Hong Kong health authorities on Saturday urged the public not to panic after the territory reported its first human case of bird flu in 18 months in a two-year-old boy.
Hong Kong officials said the Chinese boy was in serious condition after testing positive for the H5N1 strain of avian influenza and the territory had raised the bird flu alert level to “serious.”
Hong Kong and Chinese health authorities said investigations revealed that the boy, who lives in the neighboring Guangdong Province, had visited a local wet market and had contact with a live duck in the middle of last month.
He later developed a fever and runny nose and was taken for treatment at a Hong Kong private clinic on May 26.

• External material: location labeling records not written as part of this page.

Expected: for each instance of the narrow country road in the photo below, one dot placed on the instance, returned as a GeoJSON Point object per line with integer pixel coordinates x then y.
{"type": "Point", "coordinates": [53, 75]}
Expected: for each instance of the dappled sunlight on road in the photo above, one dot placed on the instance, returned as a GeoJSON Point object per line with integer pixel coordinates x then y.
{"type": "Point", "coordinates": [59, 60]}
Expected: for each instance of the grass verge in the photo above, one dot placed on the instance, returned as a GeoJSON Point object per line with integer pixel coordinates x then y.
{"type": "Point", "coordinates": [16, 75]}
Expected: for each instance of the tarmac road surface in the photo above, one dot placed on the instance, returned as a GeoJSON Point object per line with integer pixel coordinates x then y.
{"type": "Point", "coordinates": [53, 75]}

“The boy’s parents are asymptomatic, which means the chance of a human-to-human transmission is slim,” a spokesman from the Hong Kong Centre for Health Protection said in a statement.
The spokesman said the boy was in intensive care, while his parents were being quarantined at the same hospital.

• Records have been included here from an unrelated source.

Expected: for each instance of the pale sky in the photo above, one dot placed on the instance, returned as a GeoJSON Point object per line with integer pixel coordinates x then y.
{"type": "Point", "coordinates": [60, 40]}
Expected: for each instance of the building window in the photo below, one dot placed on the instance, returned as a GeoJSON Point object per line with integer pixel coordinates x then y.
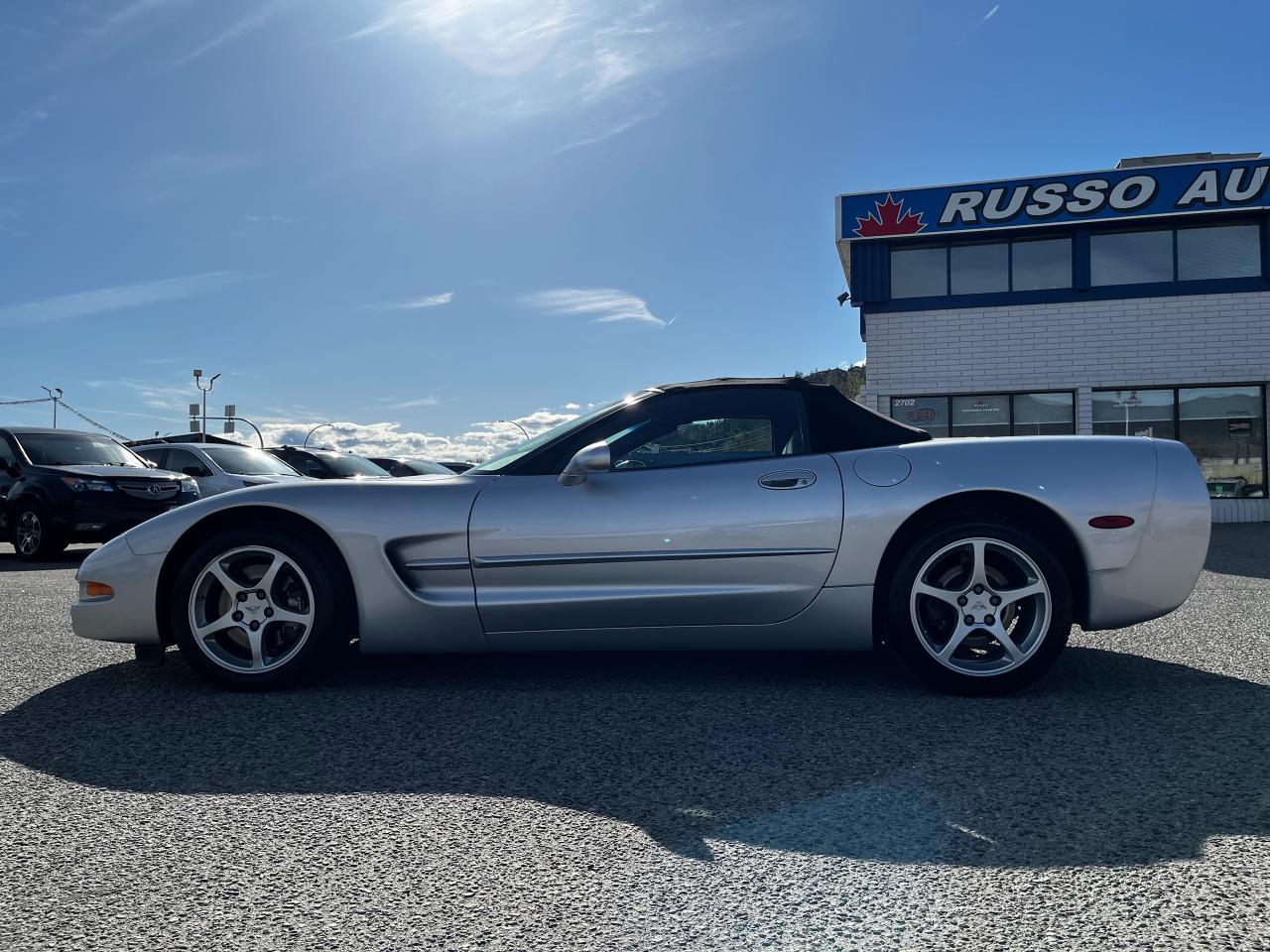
{"type": "Point", "coordinates": [930, 414]}
{"type": "Point", "coordinates": [980, 416]}
{"type": "Point", "coordinates": [1130, 258]}
{"type": "Point", "coordinates": [1224, 428]}
{"type": "Point", "coordinates": [1133, 413]}
{"type": "Point", "coordinates": [979, 270]}
{"type": "Point", "coordinates": [1044, 414]}
{"type": "Point", "coordinates": [1218, 252]}
{"type": "Point", "coordinates": [920, 272]}
{"type": "Point", "coordinates": [988, 414]}
{"type": "Point", "coordinates": [1040, 266]}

A government spokeswoman confirmed it was the first human case of bird flu in Hong Kong since November 2010, which involved a 59-year-old woman.
Xinhua news agency said Guangdong was on “high alert,” but tests have so far found no signs of an outbreak.
Hong Kong was the site of the world’s first major outbreak of bird flu among humans in 1997, when six people died from a mutated form of the virus, which is normally confined to poultry. Millions of birds were then culled.
The latest infection prompted Hong Kong Health Minister York Chow (周一嶽) to convene an emergency meeting as he announced a series of preventive measures, while reassuring the public that it was an “isolated” case.
“We feel that there is no need for panic among Hong Kong citizens,” he told reporters.
Chow said there were no plans to ban live poultry imports for the time being, but inspection and disinfection would be stepped up at markets. Schools and various institutions have been asked to be on alert.
“We think it is an important measure to take, particularly for Hong Kong, because we had experiences of outbreaks of avian influenza in Hong Kong,” he said.
“For this particular case, so far the chance of it being spread to other humans is relatively low. But we still need to go through the whole process of analyzing the origin and channel of the infection and have to study the virology of the virus,” Chow added.
The H5N1 strain has killed more than 350 people worldwide since 2003, according to WHO statistics, with the latest fatality reported on Monday last week involving a 10-year-old Cambodian girl.
Concerns about avian influenza have risen in the region, with China, Vietnam and Indonesia all reporting deaths from the virus this year.
In response, Taiwanese authorities said that aside from keeping a close tab on developments in Hong Kong, they were also stepping up taking samples from incoming travelers.
The Department of Health (DOH) has since Saturday been taking the body temperatures of all passengers at airports and asking for their history of contact with poultry.
All incoming travelers from China, Hong Kong and Macau will have a sample taken if they exhibit symptoms of the flu or have a history of contact with poultry, the DOH said.
Centers for Disease Control (CDC) Deputy Director-General Chou Jih-haw (周志浩) said that any Taiwanese planning to travel abroad should be mindful of sanitation in areas with H5N1 infection.